Detection of Anticytokine Autoantibodies and Clinical Applications

Abstract

Anticytokine autoantibodies are an emerging mechanism of disease pathogenesis that have been shown to elicit a broad range of clinical phenotypes. Some anticytokine autoantibodies can lead to immune susceptibility, with examples including nontuberculous mycobacteria, salmonellae, or fungi due to autoantibodies against gamma interferon (IFN-γ) (1); staphylococcal infection due to anti-interleukin-6 (IL-6) autoantibodies (2); Burkholderia gladioli infection due to anti-IL-12p70 autoantibodies (3); chronic mucocutaneous candidiasis due to anti-IL-17 and anti-IL-22 autoantibodies (4, 5); and cryptococcal meningitis (6) or Nocardia infection due to anti-granulocyte-macrophage colony-stimulating factor (GM-CSF) autoantibodies (7).

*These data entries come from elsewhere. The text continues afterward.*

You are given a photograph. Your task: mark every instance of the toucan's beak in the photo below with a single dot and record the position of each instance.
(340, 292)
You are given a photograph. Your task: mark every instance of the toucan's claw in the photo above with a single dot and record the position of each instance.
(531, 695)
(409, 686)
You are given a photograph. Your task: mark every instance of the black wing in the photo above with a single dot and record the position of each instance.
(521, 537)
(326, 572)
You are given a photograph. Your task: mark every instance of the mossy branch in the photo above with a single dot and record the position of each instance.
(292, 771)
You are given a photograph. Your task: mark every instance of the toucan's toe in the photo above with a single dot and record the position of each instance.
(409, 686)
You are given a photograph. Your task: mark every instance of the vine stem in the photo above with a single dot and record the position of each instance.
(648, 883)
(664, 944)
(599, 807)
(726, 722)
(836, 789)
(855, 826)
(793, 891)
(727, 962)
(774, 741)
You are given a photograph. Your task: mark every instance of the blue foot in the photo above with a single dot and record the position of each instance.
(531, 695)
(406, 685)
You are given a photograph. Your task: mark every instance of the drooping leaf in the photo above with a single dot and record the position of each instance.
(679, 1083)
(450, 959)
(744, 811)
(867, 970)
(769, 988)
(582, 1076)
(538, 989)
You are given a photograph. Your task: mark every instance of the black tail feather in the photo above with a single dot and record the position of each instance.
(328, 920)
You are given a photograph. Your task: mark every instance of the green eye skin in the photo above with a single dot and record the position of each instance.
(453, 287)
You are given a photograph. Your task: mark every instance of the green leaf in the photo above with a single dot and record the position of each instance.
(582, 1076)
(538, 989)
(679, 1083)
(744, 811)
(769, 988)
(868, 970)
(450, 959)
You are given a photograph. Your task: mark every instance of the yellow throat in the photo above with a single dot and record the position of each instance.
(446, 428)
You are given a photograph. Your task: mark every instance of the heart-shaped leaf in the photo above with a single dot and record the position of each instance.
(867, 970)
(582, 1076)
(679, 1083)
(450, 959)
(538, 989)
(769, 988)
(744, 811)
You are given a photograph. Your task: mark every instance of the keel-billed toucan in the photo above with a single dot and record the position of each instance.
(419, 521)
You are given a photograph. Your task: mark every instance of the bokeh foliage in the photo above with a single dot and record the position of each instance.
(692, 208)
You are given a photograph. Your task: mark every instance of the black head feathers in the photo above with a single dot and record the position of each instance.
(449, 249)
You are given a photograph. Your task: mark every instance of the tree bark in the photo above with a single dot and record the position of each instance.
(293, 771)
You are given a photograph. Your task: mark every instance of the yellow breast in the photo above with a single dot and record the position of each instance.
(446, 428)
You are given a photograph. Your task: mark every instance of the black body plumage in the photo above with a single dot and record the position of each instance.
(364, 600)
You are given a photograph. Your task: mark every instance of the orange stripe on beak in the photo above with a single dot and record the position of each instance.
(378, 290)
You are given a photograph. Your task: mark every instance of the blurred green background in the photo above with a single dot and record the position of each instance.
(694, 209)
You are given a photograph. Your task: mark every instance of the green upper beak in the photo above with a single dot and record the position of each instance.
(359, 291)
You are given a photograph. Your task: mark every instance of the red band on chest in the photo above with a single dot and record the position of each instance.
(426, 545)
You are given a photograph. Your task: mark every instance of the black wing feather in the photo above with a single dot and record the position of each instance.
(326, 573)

Other diseases in which immunodeficiency is not the primary presentation include the severe lung disease pulmonary alveolar proteinosis (PAP) caused by anti-GM-CSF autoantibodies; pure red cell aplasia (8); pure red-cell aplasia due to antierythropoietin autoantibodies (9); and severe osteoporosis associated with antiosteoprotegerin autoantibodies (10). For other anticytokine autoantibodies, such as anti-IFN-α autoantibodies detected in thymoma or autoimmune polyendocrinopathy-candidiasis-ectodermal dystrophy (APECED) syndrome, their biological effect is not immediately apparent (11). Diagnosis has important implications for management because therapies can be used to directly target the underlying mechanism, i.e., a neutralizing antibody, and not just their ultimate clinical consequences, with approaches such as B-cell depletion (12–14) or receptor agonists (15).